In 1920, writer and critic Edmund “Bunny” Wilson arrived in Ptown to visit poet Edna St. Vincent Millay in the cottage she rented from Susan Glaispell. He returned in 1927 and described entering the harbor: “exquisite delicacy of mother-of-pearl sea thinning to a fragile shelly blade along the shallow shore—a sort of iridescence of violet, blue, and green—a few gulls.” Over the next five years Bunny would become a pivotal figure among the writers who clustered in Provincetown.

His published diaries are what Debra Lawless has described in her brilliant history of Provincetown as “a goldmine of gossip and color,” as Bunny was preoccupied with sex, society, and the art world.

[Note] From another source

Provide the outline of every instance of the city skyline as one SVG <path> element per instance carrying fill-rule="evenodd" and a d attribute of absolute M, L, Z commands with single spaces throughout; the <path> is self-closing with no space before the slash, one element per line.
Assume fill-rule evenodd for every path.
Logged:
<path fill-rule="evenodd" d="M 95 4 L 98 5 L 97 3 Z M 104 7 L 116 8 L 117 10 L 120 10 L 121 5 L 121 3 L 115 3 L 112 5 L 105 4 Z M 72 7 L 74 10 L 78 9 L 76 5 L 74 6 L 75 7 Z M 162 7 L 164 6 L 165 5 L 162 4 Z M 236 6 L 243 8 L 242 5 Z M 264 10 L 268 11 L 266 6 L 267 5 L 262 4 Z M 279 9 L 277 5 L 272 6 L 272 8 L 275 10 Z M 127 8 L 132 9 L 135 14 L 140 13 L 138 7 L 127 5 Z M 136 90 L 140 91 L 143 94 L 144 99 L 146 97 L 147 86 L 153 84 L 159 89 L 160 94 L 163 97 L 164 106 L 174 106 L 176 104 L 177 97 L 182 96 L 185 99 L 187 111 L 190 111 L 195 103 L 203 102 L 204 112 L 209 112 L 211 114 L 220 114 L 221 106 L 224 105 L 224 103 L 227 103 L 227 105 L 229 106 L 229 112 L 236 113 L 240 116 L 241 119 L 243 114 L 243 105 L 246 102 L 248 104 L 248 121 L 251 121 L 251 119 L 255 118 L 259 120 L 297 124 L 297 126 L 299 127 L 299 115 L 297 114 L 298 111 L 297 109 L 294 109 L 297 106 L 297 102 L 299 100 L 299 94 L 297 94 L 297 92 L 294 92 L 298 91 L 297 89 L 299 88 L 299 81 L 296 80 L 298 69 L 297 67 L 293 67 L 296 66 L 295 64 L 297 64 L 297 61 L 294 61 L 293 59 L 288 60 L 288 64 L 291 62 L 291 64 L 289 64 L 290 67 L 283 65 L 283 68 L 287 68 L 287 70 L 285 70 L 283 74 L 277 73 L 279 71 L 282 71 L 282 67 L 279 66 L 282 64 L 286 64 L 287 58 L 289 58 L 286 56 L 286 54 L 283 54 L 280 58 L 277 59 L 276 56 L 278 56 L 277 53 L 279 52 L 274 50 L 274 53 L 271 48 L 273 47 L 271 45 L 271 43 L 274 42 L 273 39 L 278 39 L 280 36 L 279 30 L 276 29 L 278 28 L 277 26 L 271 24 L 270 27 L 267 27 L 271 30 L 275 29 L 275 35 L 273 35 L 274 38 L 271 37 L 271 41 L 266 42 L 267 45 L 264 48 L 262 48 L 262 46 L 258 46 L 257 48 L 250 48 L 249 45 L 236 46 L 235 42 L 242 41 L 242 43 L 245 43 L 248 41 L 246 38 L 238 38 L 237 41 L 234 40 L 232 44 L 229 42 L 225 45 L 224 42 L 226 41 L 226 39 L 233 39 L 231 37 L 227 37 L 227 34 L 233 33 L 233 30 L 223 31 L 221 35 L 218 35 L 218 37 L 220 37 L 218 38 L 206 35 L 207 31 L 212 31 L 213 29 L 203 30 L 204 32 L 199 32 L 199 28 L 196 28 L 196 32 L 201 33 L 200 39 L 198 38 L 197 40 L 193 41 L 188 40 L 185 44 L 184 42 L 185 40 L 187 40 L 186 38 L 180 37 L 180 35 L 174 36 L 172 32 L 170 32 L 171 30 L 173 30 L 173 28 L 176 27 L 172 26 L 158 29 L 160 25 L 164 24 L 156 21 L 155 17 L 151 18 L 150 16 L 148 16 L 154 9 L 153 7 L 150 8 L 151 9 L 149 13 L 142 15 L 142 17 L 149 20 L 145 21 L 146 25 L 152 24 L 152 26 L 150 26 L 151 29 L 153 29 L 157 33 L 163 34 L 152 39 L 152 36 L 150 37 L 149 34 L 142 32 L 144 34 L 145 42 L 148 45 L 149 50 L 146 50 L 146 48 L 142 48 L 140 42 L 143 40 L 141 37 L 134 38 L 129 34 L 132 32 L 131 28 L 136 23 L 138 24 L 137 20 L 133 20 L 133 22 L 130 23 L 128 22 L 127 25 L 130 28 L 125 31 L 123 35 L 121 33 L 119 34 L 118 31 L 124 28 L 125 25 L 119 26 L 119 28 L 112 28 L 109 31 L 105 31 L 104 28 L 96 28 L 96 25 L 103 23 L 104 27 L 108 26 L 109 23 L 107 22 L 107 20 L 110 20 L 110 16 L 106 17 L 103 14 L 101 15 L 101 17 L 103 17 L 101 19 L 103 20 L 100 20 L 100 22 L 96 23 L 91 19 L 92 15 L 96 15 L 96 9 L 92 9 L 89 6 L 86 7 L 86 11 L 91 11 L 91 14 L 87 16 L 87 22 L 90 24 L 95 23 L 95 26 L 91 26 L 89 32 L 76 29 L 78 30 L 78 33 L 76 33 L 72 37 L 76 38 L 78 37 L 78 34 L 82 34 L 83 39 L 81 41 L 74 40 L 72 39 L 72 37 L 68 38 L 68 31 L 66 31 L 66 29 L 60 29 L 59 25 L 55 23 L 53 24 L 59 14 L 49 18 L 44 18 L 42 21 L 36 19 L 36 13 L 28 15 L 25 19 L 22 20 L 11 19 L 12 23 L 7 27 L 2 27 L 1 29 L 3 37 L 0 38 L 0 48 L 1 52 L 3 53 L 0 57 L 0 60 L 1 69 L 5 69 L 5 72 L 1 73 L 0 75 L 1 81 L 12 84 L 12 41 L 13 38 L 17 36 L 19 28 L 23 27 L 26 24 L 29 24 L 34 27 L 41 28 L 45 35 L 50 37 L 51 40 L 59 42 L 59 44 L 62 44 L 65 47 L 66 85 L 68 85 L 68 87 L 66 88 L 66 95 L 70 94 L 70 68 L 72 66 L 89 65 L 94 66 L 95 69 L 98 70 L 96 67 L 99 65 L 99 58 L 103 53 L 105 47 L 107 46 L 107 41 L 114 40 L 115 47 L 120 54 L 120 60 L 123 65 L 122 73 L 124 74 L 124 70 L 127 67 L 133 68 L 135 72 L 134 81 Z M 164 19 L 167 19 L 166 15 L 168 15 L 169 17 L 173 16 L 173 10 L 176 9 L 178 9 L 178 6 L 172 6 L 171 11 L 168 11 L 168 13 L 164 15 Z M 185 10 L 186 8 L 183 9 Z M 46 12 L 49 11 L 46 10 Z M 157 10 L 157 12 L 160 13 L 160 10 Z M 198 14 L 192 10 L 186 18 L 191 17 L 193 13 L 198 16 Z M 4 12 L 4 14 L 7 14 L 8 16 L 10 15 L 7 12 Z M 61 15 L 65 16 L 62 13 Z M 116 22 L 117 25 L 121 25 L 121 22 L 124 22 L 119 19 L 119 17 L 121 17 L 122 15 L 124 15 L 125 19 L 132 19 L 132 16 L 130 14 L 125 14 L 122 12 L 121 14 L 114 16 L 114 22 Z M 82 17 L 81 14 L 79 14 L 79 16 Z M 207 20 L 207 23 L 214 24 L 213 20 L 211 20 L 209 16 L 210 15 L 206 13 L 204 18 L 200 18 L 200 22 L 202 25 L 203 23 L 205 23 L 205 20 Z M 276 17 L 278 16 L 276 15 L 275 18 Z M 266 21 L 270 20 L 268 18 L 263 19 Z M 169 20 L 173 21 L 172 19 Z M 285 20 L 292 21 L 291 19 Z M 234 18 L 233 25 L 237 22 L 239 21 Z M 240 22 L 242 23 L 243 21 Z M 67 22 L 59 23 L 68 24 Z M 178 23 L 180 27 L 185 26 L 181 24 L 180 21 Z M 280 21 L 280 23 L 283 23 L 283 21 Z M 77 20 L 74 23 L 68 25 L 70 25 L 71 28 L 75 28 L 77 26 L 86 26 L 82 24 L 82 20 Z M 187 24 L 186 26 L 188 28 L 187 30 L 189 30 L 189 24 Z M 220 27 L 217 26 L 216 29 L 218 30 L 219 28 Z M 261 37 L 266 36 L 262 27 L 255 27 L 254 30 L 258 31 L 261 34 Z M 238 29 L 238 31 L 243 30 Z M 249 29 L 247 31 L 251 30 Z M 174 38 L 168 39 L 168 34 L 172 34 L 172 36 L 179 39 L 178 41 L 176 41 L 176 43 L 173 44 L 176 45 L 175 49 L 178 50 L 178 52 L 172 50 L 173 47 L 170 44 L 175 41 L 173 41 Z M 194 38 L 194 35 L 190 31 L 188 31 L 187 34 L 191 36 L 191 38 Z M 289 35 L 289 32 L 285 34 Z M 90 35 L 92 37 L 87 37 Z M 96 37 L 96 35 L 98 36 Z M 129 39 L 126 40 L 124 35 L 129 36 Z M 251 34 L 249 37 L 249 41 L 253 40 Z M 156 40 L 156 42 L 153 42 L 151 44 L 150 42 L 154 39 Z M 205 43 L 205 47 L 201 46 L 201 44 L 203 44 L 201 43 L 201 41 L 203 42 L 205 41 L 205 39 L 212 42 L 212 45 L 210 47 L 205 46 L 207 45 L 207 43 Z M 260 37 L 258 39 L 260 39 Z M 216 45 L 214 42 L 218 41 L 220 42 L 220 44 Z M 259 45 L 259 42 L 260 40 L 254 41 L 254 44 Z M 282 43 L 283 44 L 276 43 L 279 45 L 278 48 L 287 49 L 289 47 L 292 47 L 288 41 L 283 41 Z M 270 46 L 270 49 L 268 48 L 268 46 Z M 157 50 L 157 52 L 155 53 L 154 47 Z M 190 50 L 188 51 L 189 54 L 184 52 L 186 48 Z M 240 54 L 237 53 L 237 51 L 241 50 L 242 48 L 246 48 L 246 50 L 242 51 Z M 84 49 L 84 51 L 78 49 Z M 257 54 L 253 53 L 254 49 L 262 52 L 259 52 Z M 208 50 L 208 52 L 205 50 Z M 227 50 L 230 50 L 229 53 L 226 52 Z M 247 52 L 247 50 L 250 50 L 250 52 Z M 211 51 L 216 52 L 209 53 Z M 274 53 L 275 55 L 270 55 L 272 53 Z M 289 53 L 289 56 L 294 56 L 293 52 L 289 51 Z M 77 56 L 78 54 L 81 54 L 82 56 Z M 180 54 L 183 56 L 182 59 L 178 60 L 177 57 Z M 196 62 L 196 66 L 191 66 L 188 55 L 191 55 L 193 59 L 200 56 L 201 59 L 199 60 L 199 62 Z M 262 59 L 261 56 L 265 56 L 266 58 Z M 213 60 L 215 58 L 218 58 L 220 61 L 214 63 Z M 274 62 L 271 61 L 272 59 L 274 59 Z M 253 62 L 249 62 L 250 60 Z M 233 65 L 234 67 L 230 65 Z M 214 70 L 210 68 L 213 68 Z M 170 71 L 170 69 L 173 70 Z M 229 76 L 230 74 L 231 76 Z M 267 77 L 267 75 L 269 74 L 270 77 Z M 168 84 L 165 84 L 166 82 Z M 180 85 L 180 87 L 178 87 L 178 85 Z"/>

He tells stories of bathtubs filled with absinthe, rash marriage proposals, and a drunken Harry Kemp banishing a thunderstorm.

Wilson was the managing editor of Vanity Fair in 1920 and 1921, and later served as associate editor of The New Republic and as a book reviewer for The New Yorker and The New York Review of Books. His works influenced novelists Upton Sinclair, John Dos Passos, Sinclair Lewis, Floyd Dell, and Theodore Dreiser. He served on the Dewey Commission that set out to fairly evaluate the charges that led to the exile of Leon Trotsky.